A vigência da Lei Nº 3.987/2014, de 28 de agosto de 2014, e alteração posterior inviabiliza a realização de doações, concessões de uso, concessões de direito real de uso e até mesmo permissões de uso de bens públicos a todas as pessoas físicas, principalmente, as que não podem empregar pessoas com deficiência, bem como as pessoas jurídicas de pequeno porte que não podem arcar com os custos de assistir entidades assistenciais e/ou filantrópicas ou contratar pessoas.

Assim, as pessoas físicas, mormente aquelas de baixa renda e as pessoas jurídicas de pequeno porte e com menor faturamento ficam impedidas de receberem bens por meio de doação, concessão de direito real de uso, concessão de uso e permissão de uso de bens imóveis da municipalidade, mesmo existindo interesse público na alienação, concessão ou permissão de uso do bem.

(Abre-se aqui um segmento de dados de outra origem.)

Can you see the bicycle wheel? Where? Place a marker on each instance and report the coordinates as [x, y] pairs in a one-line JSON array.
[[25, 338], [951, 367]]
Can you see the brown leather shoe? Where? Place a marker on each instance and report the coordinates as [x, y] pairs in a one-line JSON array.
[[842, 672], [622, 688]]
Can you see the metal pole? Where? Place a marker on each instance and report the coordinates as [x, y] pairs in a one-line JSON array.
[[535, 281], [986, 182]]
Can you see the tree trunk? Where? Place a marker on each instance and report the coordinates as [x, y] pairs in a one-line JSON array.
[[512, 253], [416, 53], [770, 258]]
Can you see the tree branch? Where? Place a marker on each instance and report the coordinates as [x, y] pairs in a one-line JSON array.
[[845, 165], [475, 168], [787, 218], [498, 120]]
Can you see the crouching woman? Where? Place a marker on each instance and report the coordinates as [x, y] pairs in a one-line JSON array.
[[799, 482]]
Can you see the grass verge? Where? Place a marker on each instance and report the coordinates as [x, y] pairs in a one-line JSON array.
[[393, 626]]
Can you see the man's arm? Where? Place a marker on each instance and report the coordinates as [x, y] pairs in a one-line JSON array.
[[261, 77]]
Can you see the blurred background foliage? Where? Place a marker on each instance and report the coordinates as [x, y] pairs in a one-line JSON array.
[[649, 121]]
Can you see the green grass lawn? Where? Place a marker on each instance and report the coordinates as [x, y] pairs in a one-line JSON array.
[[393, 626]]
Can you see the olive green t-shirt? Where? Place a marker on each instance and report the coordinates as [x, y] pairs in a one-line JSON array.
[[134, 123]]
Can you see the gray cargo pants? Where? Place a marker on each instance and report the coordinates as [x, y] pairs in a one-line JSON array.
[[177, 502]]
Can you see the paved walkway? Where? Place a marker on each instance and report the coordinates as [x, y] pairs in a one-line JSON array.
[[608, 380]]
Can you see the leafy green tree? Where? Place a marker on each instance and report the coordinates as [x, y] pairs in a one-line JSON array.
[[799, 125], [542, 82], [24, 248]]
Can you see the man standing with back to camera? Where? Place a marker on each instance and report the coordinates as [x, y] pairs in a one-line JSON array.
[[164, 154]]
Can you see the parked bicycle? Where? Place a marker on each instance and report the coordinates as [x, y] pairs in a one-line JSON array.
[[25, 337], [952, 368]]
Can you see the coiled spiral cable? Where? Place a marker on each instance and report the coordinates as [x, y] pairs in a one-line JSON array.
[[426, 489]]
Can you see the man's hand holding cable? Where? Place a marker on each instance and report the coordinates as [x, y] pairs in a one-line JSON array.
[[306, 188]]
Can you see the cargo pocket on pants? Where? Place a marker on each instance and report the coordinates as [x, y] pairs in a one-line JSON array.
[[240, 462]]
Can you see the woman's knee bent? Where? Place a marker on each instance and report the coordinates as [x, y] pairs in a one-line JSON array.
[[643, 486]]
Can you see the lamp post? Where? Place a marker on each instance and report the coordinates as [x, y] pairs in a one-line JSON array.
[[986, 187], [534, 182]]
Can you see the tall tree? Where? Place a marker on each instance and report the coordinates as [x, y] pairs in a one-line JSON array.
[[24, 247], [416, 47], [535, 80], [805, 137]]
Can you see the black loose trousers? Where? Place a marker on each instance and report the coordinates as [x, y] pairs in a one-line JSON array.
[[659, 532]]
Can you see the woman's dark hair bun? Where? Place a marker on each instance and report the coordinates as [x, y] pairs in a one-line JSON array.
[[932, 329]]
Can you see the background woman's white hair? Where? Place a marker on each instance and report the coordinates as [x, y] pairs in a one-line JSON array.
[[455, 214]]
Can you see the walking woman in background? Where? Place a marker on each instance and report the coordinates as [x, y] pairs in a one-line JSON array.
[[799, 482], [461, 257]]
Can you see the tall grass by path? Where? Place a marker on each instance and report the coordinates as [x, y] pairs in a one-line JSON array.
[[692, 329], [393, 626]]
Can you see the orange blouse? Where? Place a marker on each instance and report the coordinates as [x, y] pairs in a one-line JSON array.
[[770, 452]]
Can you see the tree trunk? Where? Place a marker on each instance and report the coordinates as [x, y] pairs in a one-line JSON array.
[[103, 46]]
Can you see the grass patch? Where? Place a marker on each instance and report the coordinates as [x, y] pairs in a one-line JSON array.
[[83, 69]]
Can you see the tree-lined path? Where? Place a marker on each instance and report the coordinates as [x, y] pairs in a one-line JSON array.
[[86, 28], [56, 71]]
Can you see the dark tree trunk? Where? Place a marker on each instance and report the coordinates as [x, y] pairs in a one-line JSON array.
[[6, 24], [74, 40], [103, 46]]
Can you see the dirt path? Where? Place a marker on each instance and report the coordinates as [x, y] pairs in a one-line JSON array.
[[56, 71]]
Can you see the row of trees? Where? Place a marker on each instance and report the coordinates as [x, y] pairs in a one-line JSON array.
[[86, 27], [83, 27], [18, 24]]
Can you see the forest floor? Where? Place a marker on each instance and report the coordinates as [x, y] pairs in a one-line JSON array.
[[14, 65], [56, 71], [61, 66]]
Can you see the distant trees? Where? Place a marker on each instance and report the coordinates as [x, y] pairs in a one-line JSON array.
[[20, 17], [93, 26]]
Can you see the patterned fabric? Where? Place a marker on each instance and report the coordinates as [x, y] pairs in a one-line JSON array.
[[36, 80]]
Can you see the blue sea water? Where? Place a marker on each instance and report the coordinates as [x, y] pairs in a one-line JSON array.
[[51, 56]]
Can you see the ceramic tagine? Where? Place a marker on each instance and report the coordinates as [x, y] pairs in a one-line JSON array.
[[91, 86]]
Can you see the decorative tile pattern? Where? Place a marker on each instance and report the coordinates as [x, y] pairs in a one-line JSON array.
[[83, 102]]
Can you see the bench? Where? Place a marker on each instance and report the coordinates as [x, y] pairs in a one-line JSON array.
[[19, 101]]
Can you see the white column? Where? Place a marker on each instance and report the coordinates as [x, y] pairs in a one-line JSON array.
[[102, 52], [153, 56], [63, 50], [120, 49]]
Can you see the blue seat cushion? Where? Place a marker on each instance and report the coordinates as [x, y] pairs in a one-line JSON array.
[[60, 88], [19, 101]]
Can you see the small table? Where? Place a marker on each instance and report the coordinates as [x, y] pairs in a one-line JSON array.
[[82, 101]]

Destarte, que as pessoas físicas de baixa renda, assim como as pessoas jurídicas de pequeno porte são as que mais precisam de amparo do Poder Público para o desenvolvimento de suas atividades.

Dessa forma, ao restringir que apenas algumas pessoas jurídicas com condições de assistir entidade assistencial e/ou filantrópica e a empregar pessoas com deficiência possam celebrar termos e determinados contratos com a Administração Pública Municipal, inexistindo necessidade ou fundamento para tal tratamento de maneira diferenciada, afronta fatalmente o disposto no art. 5º, caput, da Constituição Federal/88.

Pelos motivos expostos, deve ser revogada a Lei Nº 3.987/2014, de 28 de agosto de 2014, e alteração posterior, tendo em vista a inconstitucionalidade contida, por violar o princípio da isonomia e o princípio da competitividade.

Certos da atenção dos nobres edis diante da proposta em tela, aguardamos apreciação e aprovação do projeto em sua totalidade.